- Map of the Southern Tier in New York with NY 17C highlighted in red

Route information
- Auxiliary route of NY 17
- Maintained by NYSDOT and the city of Binghamton
- Length: 40.34 mi (64.92 km)
- Existed: 1930–present

Major junctions
- West end: NY 34 in Waverly
- NY 96 in Owego NY 26 in Endicott Future I-86 / NY 17 in Union NY 201 in Johnson City
- East end: US 11 in Binghamton

Location
- Country: United States
- State: New York
- Counties: Tioga, Broome

Highway system
- New York Highways; Interstate; US; State; Reference; Parkways;
| ← NY 17B |  | → NY 17D |

= New York State Route 17C =

State highway in New York, US

New York State Route 17C (NY 17C) is a state highway in the Southern Tier of New York in the United States. Its western terminus is at an intersection with NY 34 in Waverly, Tioga County while its eastern terminus is at an intersection with U.S. Route 11 (US 11) in Binghamton, Broome County. The route runs concurrently with NY 96 for a block in Owego and for a few blocks with NY 26 in Endicott.

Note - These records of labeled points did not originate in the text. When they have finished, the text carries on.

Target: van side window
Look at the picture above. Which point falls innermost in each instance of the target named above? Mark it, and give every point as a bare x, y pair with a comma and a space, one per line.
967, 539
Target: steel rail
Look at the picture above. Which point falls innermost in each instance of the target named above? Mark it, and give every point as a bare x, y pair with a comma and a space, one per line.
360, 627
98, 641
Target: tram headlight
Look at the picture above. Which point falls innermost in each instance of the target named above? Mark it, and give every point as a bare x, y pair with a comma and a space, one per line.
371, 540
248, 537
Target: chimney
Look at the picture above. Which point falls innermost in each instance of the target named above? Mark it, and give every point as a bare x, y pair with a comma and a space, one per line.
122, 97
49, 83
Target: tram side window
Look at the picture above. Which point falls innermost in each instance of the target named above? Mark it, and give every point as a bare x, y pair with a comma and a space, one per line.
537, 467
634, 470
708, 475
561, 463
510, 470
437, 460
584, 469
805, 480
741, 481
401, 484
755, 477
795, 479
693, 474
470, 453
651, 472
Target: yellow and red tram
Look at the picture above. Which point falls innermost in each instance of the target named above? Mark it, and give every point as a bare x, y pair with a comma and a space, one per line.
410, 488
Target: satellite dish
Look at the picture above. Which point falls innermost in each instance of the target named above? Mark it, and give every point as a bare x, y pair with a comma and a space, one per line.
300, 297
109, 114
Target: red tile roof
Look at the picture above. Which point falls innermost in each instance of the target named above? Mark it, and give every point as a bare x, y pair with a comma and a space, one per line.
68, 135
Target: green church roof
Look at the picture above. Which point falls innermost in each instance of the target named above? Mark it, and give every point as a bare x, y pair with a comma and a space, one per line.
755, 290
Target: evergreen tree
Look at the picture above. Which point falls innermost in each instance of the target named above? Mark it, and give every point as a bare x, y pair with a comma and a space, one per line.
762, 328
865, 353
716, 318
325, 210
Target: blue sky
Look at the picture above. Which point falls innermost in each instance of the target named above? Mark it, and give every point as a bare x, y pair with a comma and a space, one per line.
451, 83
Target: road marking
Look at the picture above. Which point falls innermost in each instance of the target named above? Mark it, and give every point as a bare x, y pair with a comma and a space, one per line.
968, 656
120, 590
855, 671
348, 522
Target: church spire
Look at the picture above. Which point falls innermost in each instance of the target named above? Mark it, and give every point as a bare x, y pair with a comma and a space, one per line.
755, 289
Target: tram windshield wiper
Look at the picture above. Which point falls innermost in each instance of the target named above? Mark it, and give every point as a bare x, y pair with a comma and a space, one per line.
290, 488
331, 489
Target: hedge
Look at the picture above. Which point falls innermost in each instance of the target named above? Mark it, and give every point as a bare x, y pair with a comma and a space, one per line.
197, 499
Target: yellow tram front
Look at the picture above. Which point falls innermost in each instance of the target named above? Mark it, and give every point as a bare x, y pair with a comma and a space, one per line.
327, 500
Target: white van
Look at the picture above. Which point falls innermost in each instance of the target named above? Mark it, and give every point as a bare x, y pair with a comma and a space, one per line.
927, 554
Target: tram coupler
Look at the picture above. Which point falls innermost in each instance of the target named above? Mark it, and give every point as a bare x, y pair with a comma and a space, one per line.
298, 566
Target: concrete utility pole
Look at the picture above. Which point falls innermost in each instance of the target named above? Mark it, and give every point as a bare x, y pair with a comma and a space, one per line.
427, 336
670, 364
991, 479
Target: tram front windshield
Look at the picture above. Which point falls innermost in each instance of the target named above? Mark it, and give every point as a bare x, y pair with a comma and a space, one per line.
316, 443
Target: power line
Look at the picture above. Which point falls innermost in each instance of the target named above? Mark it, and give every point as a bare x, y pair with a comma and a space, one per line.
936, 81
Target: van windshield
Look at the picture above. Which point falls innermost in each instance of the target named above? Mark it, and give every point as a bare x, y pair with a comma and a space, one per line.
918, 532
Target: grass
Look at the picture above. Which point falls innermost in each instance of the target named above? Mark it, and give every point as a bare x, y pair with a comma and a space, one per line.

The stretch between Waverly and Owego is the former NY 17, as it was routed prior to the opening of the Southern Tier Expressway. The stretch from NY 96 to Binghamton is the original routing of NY 17C and serves as an alternate route between Owego and the Triple Cities. Through all three of the Triple Cities (Endicott, Johnson City, and Binghamton), NY 17C is named Main Street.

==Route description==
=== Tioga County ===
==== Waverly to Tioga Center ====
NY 17C begins at an intersection with NY 34 (Cayuta Avenue) in the village of Waverly. NY 17C proceeds eastward away from NY 34 as a two-lane Chemung Street, crossing over a large creek, becoming a residential street to the east. Crossing over railroad tracks into the hamlet of East Waverly, the route becomes commercial, passing south of Dodge Pond. Dropping the Chemung Street moniker, NY 17C proceeds east out of East Waverly, crossing into the town of Barton, passing south of a large commercial strip and a former mobile home park. During this southeastern stretch, the route soon begins to parallel the Norfolk Southern-owned Southern Tier Line (ex-Erie Railroad tracks), becoming a two-lane residential street through Barton.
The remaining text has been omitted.